By: BROOKE NIEMEYER
MANHATTAN— The image of a woman lying dead on the floor of a nursing school in a Port Au Prince hospital in Haiti still haunts USA Today reporter Marisol Bello.
“I couldn’t bring myself to look at her face,” Bello said. “After I saw her, I just backed out of the room.”
Bello, 38, is a national desk general assignment reporter for USA Today and covers disasters and major breaking news, so it wasn’t unexpected when her boss came to ask her to cover the earthquake in Haiti, which killed around 230,000 people and devastated the city.
“People like to tell me that when they see me coming, they know something bad has happened,” Bello said.
She left her home in Washington DC the day after the earthquake.
Bello connected with the world relief agency World Vision and imbedded with them. Their first stop was to help give aid at what was considered to be one of the best hospitals in the city.

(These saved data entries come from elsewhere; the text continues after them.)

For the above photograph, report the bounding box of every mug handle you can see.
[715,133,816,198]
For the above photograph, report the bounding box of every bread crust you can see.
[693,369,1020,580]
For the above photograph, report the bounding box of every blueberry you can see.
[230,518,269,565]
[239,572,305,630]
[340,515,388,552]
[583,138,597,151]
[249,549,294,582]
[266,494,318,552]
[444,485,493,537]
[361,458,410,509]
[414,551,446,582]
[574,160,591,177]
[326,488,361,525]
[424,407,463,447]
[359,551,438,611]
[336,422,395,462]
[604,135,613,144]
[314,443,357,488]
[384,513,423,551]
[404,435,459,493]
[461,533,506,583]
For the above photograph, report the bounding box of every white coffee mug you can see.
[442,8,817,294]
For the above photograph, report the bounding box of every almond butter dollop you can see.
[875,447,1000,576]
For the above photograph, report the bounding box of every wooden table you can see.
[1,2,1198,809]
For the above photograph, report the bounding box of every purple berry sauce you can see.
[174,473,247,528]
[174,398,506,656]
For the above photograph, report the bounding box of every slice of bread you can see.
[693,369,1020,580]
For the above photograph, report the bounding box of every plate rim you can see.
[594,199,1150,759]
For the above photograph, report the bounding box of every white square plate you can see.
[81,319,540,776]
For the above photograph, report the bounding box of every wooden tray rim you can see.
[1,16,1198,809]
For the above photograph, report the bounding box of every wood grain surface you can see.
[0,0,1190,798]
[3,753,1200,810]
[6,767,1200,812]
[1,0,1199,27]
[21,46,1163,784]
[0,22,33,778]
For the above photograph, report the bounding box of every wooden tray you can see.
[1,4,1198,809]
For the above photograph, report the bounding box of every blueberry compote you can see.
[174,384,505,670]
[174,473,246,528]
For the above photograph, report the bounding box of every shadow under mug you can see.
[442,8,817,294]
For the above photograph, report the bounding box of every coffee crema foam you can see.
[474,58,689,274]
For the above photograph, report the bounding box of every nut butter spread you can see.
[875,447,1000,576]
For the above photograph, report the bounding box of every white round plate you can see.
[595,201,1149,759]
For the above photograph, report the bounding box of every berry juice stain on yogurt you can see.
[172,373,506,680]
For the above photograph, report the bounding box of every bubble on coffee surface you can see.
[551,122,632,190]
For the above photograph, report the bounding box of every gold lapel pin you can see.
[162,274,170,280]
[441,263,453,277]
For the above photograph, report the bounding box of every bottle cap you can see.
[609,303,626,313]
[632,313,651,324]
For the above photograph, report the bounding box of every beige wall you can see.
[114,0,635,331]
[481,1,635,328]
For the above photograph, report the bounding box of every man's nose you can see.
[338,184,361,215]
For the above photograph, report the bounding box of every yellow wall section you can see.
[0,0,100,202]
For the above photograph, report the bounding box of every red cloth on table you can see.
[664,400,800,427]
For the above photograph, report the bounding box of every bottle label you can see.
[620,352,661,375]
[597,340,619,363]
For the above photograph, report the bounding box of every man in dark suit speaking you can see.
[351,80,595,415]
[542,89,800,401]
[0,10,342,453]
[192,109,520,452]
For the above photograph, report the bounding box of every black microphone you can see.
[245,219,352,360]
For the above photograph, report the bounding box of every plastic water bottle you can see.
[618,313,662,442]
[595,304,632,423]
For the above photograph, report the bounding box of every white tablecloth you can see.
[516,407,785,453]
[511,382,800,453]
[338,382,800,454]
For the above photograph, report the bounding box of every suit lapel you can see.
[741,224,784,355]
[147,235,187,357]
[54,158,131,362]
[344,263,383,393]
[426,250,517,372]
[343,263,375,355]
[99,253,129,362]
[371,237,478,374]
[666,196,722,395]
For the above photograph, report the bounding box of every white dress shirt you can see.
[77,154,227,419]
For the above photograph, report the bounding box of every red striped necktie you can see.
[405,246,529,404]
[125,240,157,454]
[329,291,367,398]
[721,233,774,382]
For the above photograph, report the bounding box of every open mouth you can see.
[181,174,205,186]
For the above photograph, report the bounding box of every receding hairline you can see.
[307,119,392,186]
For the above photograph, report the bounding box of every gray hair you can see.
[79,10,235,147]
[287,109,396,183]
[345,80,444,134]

When they entered the nursing school wing of the hospital, where she came across the woman on the ground, she described it as eerily quiet in comparison to the rest of the city, where the streets were filled with screaming survivors and piles of bodies. In the midst of it all, Bello stopped to remember she had a job to do—report the stories.
“Feeling it wasn’t where I was at that moment,” Bello said. “I was trying to find the best method to tell the stories around me.”
Reporters in Haiti were working around the clock to get as much information as they could to send back home. Stories weren’t hard to find and people were more than willing to share their experiences with journalists. But problems arose when it came time to send stories back since Internet connection was about as scarce as food.
“Imagine if you didn’t have a working computer or email,” Bello said. “One time I typed an entire story from my blackberry, which wasn’t easy.”
Bello managed to get all her stories back to her editors and stayed even longer than she originally expected.
“Some of the things I’d seen were so daunting,” Bello said. “But I figured I’m here; I have to tell these stories.”
New York University journalism graduate student, Lauren Gerber, spoke of the dedication Bello shows for her job.
“She went through atrocious things that even some really resilient reporters might not be able to handle,” Gerber said. “She wanted the story to help the people.”
Bello explained that seeing so much death and destruction eventually wore on her brain and she had an emotional breakdown during her reporting trip in Haiti.
“I don’t know how you could see those images and not get emotional,” Gerber said. “That emotion is what really drives the story.”
Despite the challenges she faced in Haiti, Bello ended with a positive result.
“It was the single most amazing story I’ve ever covered.”